Vietato mangiare a Cagliari: prezzi esorbitanti, speculazione alle stelle e stipendi fermi

Basta andare in un qualunque supermercato, ma ormai anche nei discount, per rendersi conto di quanto ormai fare la spesa sia diventato proibitivo. La guerra è diventata l’alibi perfetto per piegare ancora le famiglie e i cittadini.

Se non fosse che con una guerra in corso il paragone è quanto meno indelicato, si potrebbe dire che andare a fare la spesa per le famiglie cagliaritane e sarde è un percorso di guerra. Come nel resto d’Italia ma in Sardegna un po’ di più, sempre.

Un po’ di più l’energia, un po’ di più la benzina, un po’ di più il cibo, un po’ di più tutto.

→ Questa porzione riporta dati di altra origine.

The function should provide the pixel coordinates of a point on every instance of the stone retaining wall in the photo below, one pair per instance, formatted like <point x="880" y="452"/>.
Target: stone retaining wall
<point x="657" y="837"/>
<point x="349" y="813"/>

Basta andare in un qualunque supermercato, ma ormai anche in un qualsiasi discount, per rendersi conto della dura realtà: non c’è articolo che non abbia subito un aumento, anche pesante. E, come il cibo, così l’abbigliamento, l’arredamento, le palestre o le piscine, i bar e i ristoranti, articoli di ogni genere.

E’ chiaro che la guerra, quella vera che tiene in ostaggio il mondo occidentale, è diventata l’alibi perfetto per le spericolate manovre di speculazione che vedono come vittima sacrificale proprio le famiglie, che incassano lo stesso stipendio ma devono pagare cifre molto più alte per vivere.

Un meccanismo di speculazione che il ministro Cingolani aveva denunciato per la benzina, volata a prezzi mai raggiunti, tanto che le Procure di Roma e Cagliari avevano aperto un’inchiesta per capire cosa stesse succedendo e chi ne stesse approfittando.

Il governo, che sembra vivere in una dimensione parallela che nulla ha a che fare con la realtà della gente comune, dovrebbe trovare il modo di intervenire. Perché tocca alla politica trovare soluzioni, non solo parlarsi addosso. Ma è chiaro che non lo farà. Meglio alimentare il circuito malato del reddito di cittadinanza, beffa amara per i cittadini onesti, che si alzano ogni giorno e lavorano tutto il giorno. Anche, immeritatamente, per chi sta a casa a prendersi i soldi.